Problematisch werde es dann, wenn ein Linkshänder beabsichtigt, Profi zu werden. So sei es viel schwieriger, ein geeignetes Instrument zu testen, weil viele Gitarrenbauer ihre hochpreisigen Modelle eher für Rechts auslegen würden. Das Instrument eines Mitmusikers auszuprobieren, oder eine Gitarre aus dem Fundus der Universität zu spielen, falle ebenfalls oft flach.

Mit den Sonderanfertigungen für Linkshänder stünden Gitarristen und Bassisten auch vergleichsweise alleine da, erklärt Müller-Pering. «Kein Geiger, kein Cellist, kein Flötist oder Fagottist hätte im Orchester auch nur die geringste Chance beim Probespielen, kein Pianist lässt sich einen gespiegelten Flügel bauen», sagt er. «Nur wir Gitarristen denken da wieder mal komplett anders.»

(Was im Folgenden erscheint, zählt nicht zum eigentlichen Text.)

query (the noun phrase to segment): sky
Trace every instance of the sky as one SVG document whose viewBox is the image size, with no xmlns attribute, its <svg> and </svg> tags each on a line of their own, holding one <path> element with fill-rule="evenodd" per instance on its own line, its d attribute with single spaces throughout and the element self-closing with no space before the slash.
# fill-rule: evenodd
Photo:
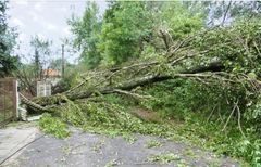
<svg viewBox="0 0 261 167">
<path fill-rule="evenodd" d="M 107 8 L 105 1 L 96 1 L 103 14 Z M 23 54 L 23 62 L 32 60 L 33 50 L 29 41 L 33 36 L 52 40 L 52 59 L 61 57 L 62 39 L 72 37 L 66 21 L 74 13 L 82 16 L 86 1 L 84 0 L 10 0 L 8 15 L 9 26 L 15 27 L 18 33 L 18 47 L 15 53 Z M 66 46 L 65 46 L 66 47 Z M 76 63 L 78 54 L 65 52 L 65 59 Z"/>
</svg>

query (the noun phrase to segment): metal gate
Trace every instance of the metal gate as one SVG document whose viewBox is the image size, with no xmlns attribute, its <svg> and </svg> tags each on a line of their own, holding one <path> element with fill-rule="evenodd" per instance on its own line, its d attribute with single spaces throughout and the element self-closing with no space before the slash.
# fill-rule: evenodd
<svg viewBox="0 0 261 167">
<path fill-rule="evenodd" d="M 0 126 L 16 118 L 17 81 L 14 78 L 0 79 Z"/>
</svg>

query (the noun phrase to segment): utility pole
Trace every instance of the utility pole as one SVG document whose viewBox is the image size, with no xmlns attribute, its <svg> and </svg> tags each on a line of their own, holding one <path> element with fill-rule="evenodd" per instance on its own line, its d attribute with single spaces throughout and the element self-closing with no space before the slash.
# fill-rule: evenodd
<svg viewBox="0 0 261 167">
<path fill-rule="evenodd" d="M 62 78 L 64 78 L 64 44 L 62 44 Z"/>
</svg>

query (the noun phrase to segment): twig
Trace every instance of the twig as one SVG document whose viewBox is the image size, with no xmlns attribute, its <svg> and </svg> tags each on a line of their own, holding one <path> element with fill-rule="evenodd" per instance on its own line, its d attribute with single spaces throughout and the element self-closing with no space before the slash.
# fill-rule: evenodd
<svg viewBox="0 0 261 167">
<path fill-rule="evenodd" d="M 233 107 L 233 110 L 232 110 L 232 112 L 231 112 L 231 115 L 229 115 L 229 116 L 228 116 L 228 118 L 226 119 L 226 123 L 225 123 L 225 125 L 224 125 L 224 127 L 223 127 L 222 131 L 224 131 L 224 130 L 225 130 L 225 128 L 226 128 L 227 124 L 229 123 L 229 120 L 231 120 L 231 117 L 232 117 L 232 115 L 234 114 L 234 112 L 235 112 L 235 110 L 236 110 L 236 107 L 237 107 L 237 104 L 238 104 L 238 100 L 237 100 L 237 102 L 234 104 L 234 107 Z"/>
<path fill-rule="evenodd" d="M 243 137 L 246 138 L 245 133 L 243 132 L 241 124 L 240 124 L 241 113 L 240 113 L 240 110 L 239 110 L 238 105 L 237 105 L 236 107 L 237 107 L 237 124 L 238 124 L 238 129 L 240 130 Z"/>
</svg>

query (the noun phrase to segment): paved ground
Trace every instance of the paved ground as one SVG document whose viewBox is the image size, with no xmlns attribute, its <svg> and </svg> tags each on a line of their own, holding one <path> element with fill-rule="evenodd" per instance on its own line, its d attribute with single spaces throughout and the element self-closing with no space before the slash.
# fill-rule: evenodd
<svg viewBox="0 0 261 167">
<path fill-rule="evenodd" d="M 11 133 L 8 132 L 11 130 Z M 201 151 L 197 147 L 191 147 L 183 143 L 175 143 L 165 139 L 156 137 L 136 136 L 137 140 L 129 143 L 122 137 L 110 138 L 99 134 L 83 133 L 80 130 L 74 130 L 72 137 L 65 140 L 54 139 L 52 137 L 42 136 L 32 128 L 29 133 L 28 128 L 16 129 L 0 129 L 0 147 L 10 143 L 12 147 L 20 147 L 11 144 L 16 140 L 3 140 L 3 136 L 10 134 L 9 139 L 15 137 L 21 138 L 22 133 L 27 133 L 30 140 L 24 141 L 26 144 L 32 141 L 34 136 L 37 139 L 28 146 L 21 150 L 12 158 L 7 160 L 2 166 L 10 167 L 96 167 L 109 166 L 114 164 L 124 167 L 134 166 L 239 166 L 236 162 L 225 158 L 216 157 L 209 152 Z M 13 132 L 15 131 L 15 133 Z M 8 137 L 7 137 L 8 138 Z M 23 138 L 24 139 L 24 138 Z M 149 141 L 159 141 L 162 146 L 148 149 Z M 17 143 L 17 142 L 16 142 Z M 4 147 L 7 150 L 7 146 Z M 10 150 L 13 152 L 14 150 Z M 4 153 L 7 153 L 5 151 Z M 3 154 L 0 150 L 1 155 Z M 148 162 L 151 155 L 164 153 L 173 153 L 176 158 L 171 164 L 160 164 L 159 162 Z"/>
</svg>

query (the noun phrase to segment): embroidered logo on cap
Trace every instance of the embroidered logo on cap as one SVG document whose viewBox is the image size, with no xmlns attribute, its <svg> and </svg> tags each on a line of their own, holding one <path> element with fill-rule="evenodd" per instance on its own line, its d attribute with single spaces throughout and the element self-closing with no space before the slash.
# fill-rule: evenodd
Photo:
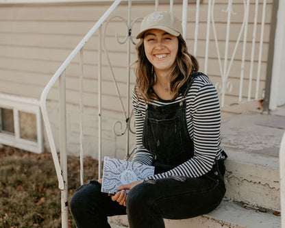
<svg viewBox="0 0 285 228">
<path fill-rule="evenodd" d="M 158 21 L 160 21 L 162 20 L 162 18 L 163 18 L 163 15 L 162 14 L 156 14 L 152 16 L 150 21 L 158 22 Z"/>
</svg>

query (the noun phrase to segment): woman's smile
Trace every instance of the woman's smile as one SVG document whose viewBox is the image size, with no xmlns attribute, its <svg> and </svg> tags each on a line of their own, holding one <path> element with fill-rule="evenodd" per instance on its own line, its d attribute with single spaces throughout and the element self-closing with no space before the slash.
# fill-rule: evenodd
<svg viewBox="0 0 285 228">
<path fill-rule="evenodd" d="M 165 31 L 149 29 L 144 37 L 145 52 L 156 74 L 171 71 L 178 51 L 178 38 Z"/>
</svg>

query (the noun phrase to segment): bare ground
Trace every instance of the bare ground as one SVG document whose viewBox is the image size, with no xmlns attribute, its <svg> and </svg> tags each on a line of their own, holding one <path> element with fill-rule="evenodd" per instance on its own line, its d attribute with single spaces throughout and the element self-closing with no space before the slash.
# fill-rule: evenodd
<svg viewBox="0 0 285 228">
<path fill-rule="evenodd" d="M 84 179 L 96 178 L 98 162 L 84 158 Z M 79 183 L 79 160 L 68 157 L 69 199 Z M 0 227 L 61 227 L 60 190 L 50 153 L 0 149 Z M 75 227 L 69 214 L 69 227 Z"/>
</svg>

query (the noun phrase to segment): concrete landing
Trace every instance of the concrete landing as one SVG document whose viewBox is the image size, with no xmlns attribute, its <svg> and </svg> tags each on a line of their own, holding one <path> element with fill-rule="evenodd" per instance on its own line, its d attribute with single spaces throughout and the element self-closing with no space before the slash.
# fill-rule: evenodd
<svg viewBox="0 0 285 228">
<path fill-rule="evenodd" d="M 285 108 L 277 115 L 249 112 L 223 121 L 222 147 L 229 157 L 226 199 L 280 211 L 278 155 L 284 120 Z"/>
<path fill-rule="evenodd" d="M 127 216 L 110 218 L 112 228 L 128 227 Z M 116 225 L 115 223 L 121 224 Z M 183 220 L 164 219 L 166 228 L 281 228 L 281 218 L 272 213 L 257 212 L 224 200 L 208 214 Z"/>
<path fill-rule="evenodd" d="M 221 124 L 222 147 L 228 155 L 225 199 L 208 214 L 165 220 L 166 227 L 280 228 L 281 217 L 267 209 L 280 210 L 278 157 L 284 121 L 285 106 L 270 115 L 248 112 L 225 118 Z M 245 209 L 244 203 L 256 207 Z M 256 208 L 267 213 L 258 213 Z M 110 220 L 112 228 L 127 227 L 126 216 Z"/>
</svg>

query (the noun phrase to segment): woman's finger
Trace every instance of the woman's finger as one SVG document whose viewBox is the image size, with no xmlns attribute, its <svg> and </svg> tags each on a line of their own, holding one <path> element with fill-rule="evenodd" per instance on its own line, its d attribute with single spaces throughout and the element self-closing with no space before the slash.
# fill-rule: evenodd
<svg viewBox="0 0 285 228">
<path fill-rule="evenodd" d="M 125 190 L 122 190 L 121 192 L 121 194 L 120 194 L 119 197 L 116 199 L 116 201 L 120 203 L 122 201 L 122 199 L 124 198 L 125 195 Z"/>
<path fill-rule="evenodd" d="M 113 201 L 116 201 L 117 199 L 120 197 L 120 195 L 121 195 L 121 192 L 118 192 L 114 195 L 112 196 L 111 199 Z"/>
<path fill-rule="evenodd" d="M 127 194 L 125 194 L 123 198 L 122 199 L 122 200 L 121 201 L 121 202 L 119 203 L 119 205 L 123 205 L 124 206 L 125 206 L 125 200 L 127 199 Z"/>
</svg>

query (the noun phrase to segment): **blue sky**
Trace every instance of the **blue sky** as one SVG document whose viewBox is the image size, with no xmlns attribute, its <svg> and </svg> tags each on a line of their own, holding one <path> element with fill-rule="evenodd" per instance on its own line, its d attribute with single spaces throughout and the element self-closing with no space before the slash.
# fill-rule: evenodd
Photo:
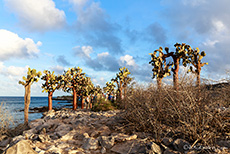
<svg viewBox="0 0 230 154">
<path fill-rule="evenodd" d="M 62 74 L 79 66 L 103 87 L 126 66 L 138 82 L 155 82 L 148 53 L 160 46 L 173 50 L 176 42 L 206 51 L 202 78 L 225 78 L 230 1 L 2 0 L 0 95 L 23 96 L 18 80 L 28 67 Z M 32 86 L 32 96 L 47 95 L 41 83 Z"/>
</svg>

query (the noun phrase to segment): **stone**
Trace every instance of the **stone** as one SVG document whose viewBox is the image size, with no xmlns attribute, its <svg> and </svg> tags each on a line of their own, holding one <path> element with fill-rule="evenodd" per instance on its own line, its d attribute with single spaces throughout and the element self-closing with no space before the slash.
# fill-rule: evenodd
<svg viewBox="0 0 230 154">
<path fill-rule="evenodd" d="M 36 120 L 33 120 L 31 122 L 29 122 L 28 126 L 30 128 L 35 128 L 37 126 L 40 126 L 44 123 L 44 120 L 43 119 L 36 119 Z"/>
<path fill-rule="evenodd" d="M 105 147 L 102 147 L 102 148 L 101 148 L 101 153 L 102 153 L 102 154 L 106 153 L 106 148 L 105 148 Z"/>
<path fill-rule="evenodd" d="M 164 137 L 161 143 L 163 143 L 166 146 L 170 146 L 173 143 L 173 139 L 171 137 Z"/>
<path fill-rule="evenodd" d="M 173 147 L 176 149 L 176 151 L 179 151 L 179 152 L 186 152 L 188 150 L 190 150 L 190 143 L 183 140 L 183 139 L 176 139 L 174 142 L 173 142 Z"/>
<path fill-rule="evenodd" d="M 43 142 L 48 142 L 51 140 L 50 136 L 47 135 L 47 134 L 40 134 L 38 135 L 38 140 L 41 141 L 42 143 Z"/>
<path fill-rule="evenodd" d="M 166 149 L 163 154 L 180 154 L 180 152 L 173 151 L 173 150 L 170 150 L 170 149 Z"/>
<path fill-rule="evenodd" d="M 7 138 L 1 140 L 0 147 L 6 147 L 10 143 L 10 141 L 11 141 L 10 137 L 7 137 Z"/>
<path fill-rule="evenodd" d="M 147 153 L 149 154 L 161 154 L 162 151 L 161 151 L 161 147 L 159 145 L 157 145 L 156 143 L 154 142 L 150 142 L 148 145 L 147 145 Z"/>
<path fill-rule="evenodd" d="M 84 150 L 96 150 L 98 148 L 98 140 L 89 137 L 87 133 L 84 133 L 82 148 Z"/>
<path fill-rule="evenodd" d="M 99 141 L 102 147 L 110 149 L 114 145 L 115 140 L 113 136 L 101 136 Z"/>
<path fill-rule="evenodd" d="M 122 141 L 130 141 L 130 140 L 134 140 L 134 139 L 137 139 L 137 135 L 126 135 L 126 134 L 123 134 L 123 133 L 119 133 L 117 135 L 114 136 L 114 139 L 118 142 L 122 142 Z"/>
<path fill-rule="evenodd" d="M 110 150 L 119 154 L 146 153 L 145 146 L 135 140 L 117 143 Z"/>
<path fill-rule="evenodd" d="M 3 154 L 37 154 L 26 140 L 21 140 L 15 145 L 6 149 Z"/>
</svg>

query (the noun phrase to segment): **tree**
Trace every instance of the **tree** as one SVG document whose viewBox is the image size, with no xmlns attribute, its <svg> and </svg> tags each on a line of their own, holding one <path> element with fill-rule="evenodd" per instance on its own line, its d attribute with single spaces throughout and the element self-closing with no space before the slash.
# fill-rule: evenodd
<svg viewBox="0 0 230 154">
<path fill-rule="evenodd" d="M 128 84 L 133 80 L 133 78 L 129 77 L 130 74 L 129 70 L 125 67 L 119 68 L 120 72 L 116 74 L 116 78 L 112 79 L 111 81 L 117 83 L 117 88 L 119 92 L 119 99 L 122 99 L 122 91 L 124 88 L 127 87 Z M 125 95 L 124 95 L 125 97 Z"/>
<path fill-rule="evenodd" d="M 85 79 L 85 73 L 82 73 L 80 67 L 74 67 L 67 71 L 64 71 L 63 75 L 63 90 L 65 92 L 73 92 L 73 110 L 77 109 L 77 92 L 79 96 L 79 90 Z"/>
<path fill-rule="evenodd" d="M 41 77 L 42 80 L 45 81 L 44 84 L 42 84 L 42 92 L 48 93 L 48 110 L 52 110 L 52 97 L 55 90 L 59 89 L 61 87 L 61 76 L 56 76 L 54 74 L 54 71 L 51 73 L 48 70 L 45 70 L 43 72 L 45 75 Z"/>
<path fill-rule="evenodd" d="M 168 51 L 168 49 L 165 49 Z M 158 89 L 161 89 L 161 82 L 164 77 L 171 75 L 171 69 L 169 69 L 170 66 L 172 66 L 172 63 L 167 63 L 166 58 L 169 57 L 169 55 L 164 54 L 163 48 L 160 47 L 159 49 L 155 50 L 153 53 L 150 53 L 151 55 L 151 61 L 149 64 L 152 64 L 153 66 L 153 79 L 157 78 L 157 86 Z"/>
<path fill-rule="evenodd" d="M 180 67 L 180 61 L 182 60 L 182 64 L 183 66 L 187 66 L 188 63 L 190 63 L 189 61 L 189 56 L 191 54 L 191 47 L 189 45 L 186 45 L 185 43 L 179 44 L 176 43 L 174 45 L 176 47 L 176 51 L 175 52 L 170 52 L 169 53 L 169 48 L 166 47 L 165 51 L 166 51 L 166 57 L 172 57 L 173 59 L 173 65 L 174 68 L 172 68 L 172 72 L 173 72 L 173 85 L 174 85 L 174 89 L 178 90 L 179 89 L 179 85 L 178 85 L 178 81 L 179 81 L 179 77 L 178 77 L 178 73 L 179 73 L 179 67 Z"/>
<path fill-rule="evenodd" d="M 24 96 L 24 123 L 28 124 L 28 111 L 30 106 L 30 94 L 31 94 L 31 85 L 34 82 L 38 82 L 42 73 L 37 72 L 35 69 L 28 68 L 27 76 L 23 76 L 24 81 L 19 81 L 19 84 L 22 84 L 25 87 L 25 96 Z"/>
<path fill-rule="evenodd" d="M 103 87 L 103 90 L 104 90 L 104 92 L 105 93 L 109 93 L 109 95 L 111 95 L 111 94 L 113 94 L 114 93 L 114 91 L 115 91 L 115 88 L 116 86 L 115 86 L 115 84 L 114 84 L 114 82 L 106 82 L 106 86 L 105 87 Z"/>
<path fill-rule="evenodd" d="M 202 63 L 201 60 L 206 56 L 206 53 L 202 51 L 200 53 L 200 49 L 196 48 L 195 50 L 192 50 L 191 54 L 189 55 L 190 63 L 194 66 L 195 70 L 193 70 L 193 67 L 190 66 L 189 72 L 192 72 L 196 74 L 197 80 L 196 80 L 196 86 L 200 88 L 200 72 L 201 67 L 204 65 L 208 65 L 208 63 Z"/>
</svg>

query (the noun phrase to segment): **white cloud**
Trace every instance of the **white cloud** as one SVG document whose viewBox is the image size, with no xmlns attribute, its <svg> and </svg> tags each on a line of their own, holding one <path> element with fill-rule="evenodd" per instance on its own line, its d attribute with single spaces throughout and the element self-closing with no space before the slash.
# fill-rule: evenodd
<svg viewBox="0 0 230 154">
<path fill-rule="evenodd" d="M 65 13 L 52 0 L 4 0 L 26 29 L 44 32 L 65 25 Z"/>
<path fill-rule="evenodd" d="M 0 60 L 33 57 L 39 53 L 40 45 L 40 41 L 35 43 L 31 38 L 23 39 L 13 32 L 0 29 Z"/>
<path fill-rule="evenodd" d="M 133 56 L 130 55 L 125 55 L 120 57 L 120 65 L 126 65 L 126 66 L 131 66 L 131 67 L 137 67 L 137 64 L 135 60 L 133 59 Z"/>
<path fill-rule="evenodd" d="M 93 52 L 93 48 L 91 46 L 76 46 L 73 48 L 75 55 L 82 58 L 90 58 L 90 54 Z"/>
</svg>

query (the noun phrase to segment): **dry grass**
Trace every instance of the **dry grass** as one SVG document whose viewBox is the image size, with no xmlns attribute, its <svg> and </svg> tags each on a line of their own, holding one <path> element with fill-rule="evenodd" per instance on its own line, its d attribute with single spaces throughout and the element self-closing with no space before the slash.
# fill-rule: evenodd
<svg viewBox="0 0 230 154">
<path fill-rule="evenodd" d="M 210 146 L 230 136 L 229 84 L 199 90 L 183 83 L 178 92 L 136 86 L 124 106 L 133 129 L 152 133 L 157 142 L 173 137 Z"/>
</svg>

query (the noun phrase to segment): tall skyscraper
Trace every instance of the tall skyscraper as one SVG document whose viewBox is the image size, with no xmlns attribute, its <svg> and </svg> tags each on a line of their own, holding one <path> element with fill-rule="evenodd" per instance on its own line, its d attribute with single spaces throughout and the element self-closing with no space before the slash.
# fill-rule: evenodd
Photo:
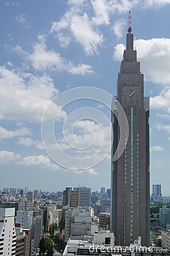
<svg viewBox="0 0 170 256">
<path fill-rule="evenodd" d="M 15 255 L 15 208 L 0 208 L 0 254 Z"/>
<path fill-rule="evenodd" d="M 119 143 L 120 127 L 111 114 L 114 141 L 111 152 L 111 230 L 116 244 L 129 246 L 141 237 L 142 246 L 150 246 L 150 143 L 149 98 L 144 97 L 143 74 L 134 49 L 133 34 L 129 27 L 126 35 L 120 73 L 117 81 L 117 100 L 126 114 L 128 139 L 123 153 L 113 158 Z M 127 138 L 127 134 L 125 134 Z"/>
</svg>

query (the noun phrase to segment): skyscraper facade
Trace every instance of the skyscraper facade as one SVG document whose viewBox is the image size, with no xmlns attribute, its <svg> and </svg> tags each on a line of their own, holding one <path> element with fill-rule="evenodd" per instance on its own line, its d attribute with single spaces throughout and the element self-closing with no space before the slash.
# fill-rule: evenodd
<svg viewBox="0 0 170 256">
<path fill-rule="evenodd" d="M 110 229 L 116 244 L 129 246 L 141 237 L 142 245 L 150 246 L 149 98 L 144 97 L 144 77 L 134 49 L 131 27 L 126 35 L 117 80 L 118 101 L 128 120 L 127 144 L 116 161 L 113 156 L 119 143 L 120 127 L 112 112 L 114 141 L 111 151 Z M 115 98 L 116 98 L 116 100 Z"/>
</svg>

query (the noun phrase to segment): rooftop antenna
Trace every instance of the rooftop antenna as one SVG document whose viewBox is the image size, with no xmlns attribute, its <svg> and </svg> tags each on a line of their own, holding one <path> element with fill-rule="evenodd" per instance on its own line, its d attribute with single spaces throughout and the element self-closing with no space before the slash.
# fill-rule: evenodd
<svg viewBox="0 0 170 256">
<path fill-rule="evenodd" d="M 128 33 L 131 33 L 132 32 L 132 20 L 131 20 L 131 18 L 132 18 L 132 15 L 131 15 L 131 12 L 130 11 L 130 10 L 128 11 L 128 28 L 127 30 L 127 32 Z"/>
</svg>

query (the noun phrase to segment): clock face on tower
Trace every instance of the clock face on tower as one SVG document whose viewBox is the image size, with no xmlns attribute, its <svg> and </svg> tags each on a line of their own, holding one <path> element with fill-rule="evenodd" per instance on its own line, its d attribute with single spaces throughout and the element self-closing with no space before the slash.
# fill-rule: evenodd
<svg viewBox="0 0 170 256">
<path fill-rule="evenodd" d="M 141 86 L 123 86 L 122 94 L 122 100 L 127 101 L 128 105 L 136 105 L 135 103 L 140 101 Z M 137 105 L 138 104 L 137 103 Z"/>
</svg>

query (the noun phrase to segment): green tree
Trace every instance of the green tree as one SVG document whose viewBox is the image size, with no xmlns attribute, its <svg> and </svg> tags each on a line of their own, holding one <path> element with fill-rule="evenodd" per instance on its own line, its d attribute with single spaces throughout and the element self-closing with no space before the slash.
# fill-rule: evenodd
<svg viewBox="0 0 170 256">
<path fill-rule="evenodd" d="M 45 239 L 44 237 L 43 237 L 43 238 L 40 241 L 39 248 L 40 248 L 40 253 L 39 253 L 40 255 L 43 255 L 46 251 Z"/>
<path fill-rule="evenodd" d="M 52 241 L 49 238 L 43 238 L 39 243 L 40 255 L 44 255 L 47 253 L 47 255 L 52 256 L 53 254 L 53 247 Z"/>
<path fill-rule="evenodd" d="M 47 256 L 52 256 L 53 254 L 53 245 L 51 245 L 48 251 L 47 251 Z"/>
<path fill-rule="evenodd" d="M 52 240 L 53 240 L 53 235 L 55 233 L 55 225 L 53 224 L 50 225 L 49 229 L 49 233 L 50 234 L 51 238 Z"/>
</svg>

Dazu kommt, dass die Nachfrage nach Linkshänderinstrumenten nach Zahlen des größten Musikfachgeschäfts Europas derzeit noch gering ist. Auf die Modelle entfallen im Jahr lediglich fünf Prozent der verkauften E-Gitarren, wie aus Angaben von Thomann mit Sitz im Kreis Bamberg hervorgeht. Bei den Akustikgitarren mit Stahlsaiten seien es sogar nur vier Prozent.

Das könnte sich aber bald ändern: «Ein Trend lässt sich die letzten Jahre ausmachen», sagt eine Unternehmenssprecherin. «Die Nachfrage nach Linkshändergitarren steigt, Hersteller verzeichnen Absatzzuwächse in diesem Bereich.»

Für die Firma Meinl sei genau das «ein ganz besonderes Herzensthema», sagt General Manager Müller. Im letzten Jahr habe man extra einen Katalog für Linkshänder herausgebracht. Ziel sei es, ihnen langfristig eine größere Auswahl an Instrumenten zu bieten.

Ob das auch etwas für Hendrix gewesen wäre - darüber lässt sich nur spekulieren. Laut einem Artikel in der Musikerzeitschrift «Gitarre & Bass» besaß er bereits Ende der 60er mehrere Sonderanfertigungen für Linkshänder. Genutzt hat er sie aber selten. Die umgedrehte Fender Stratocaster war seinerzeit längst sein Markenzeichen.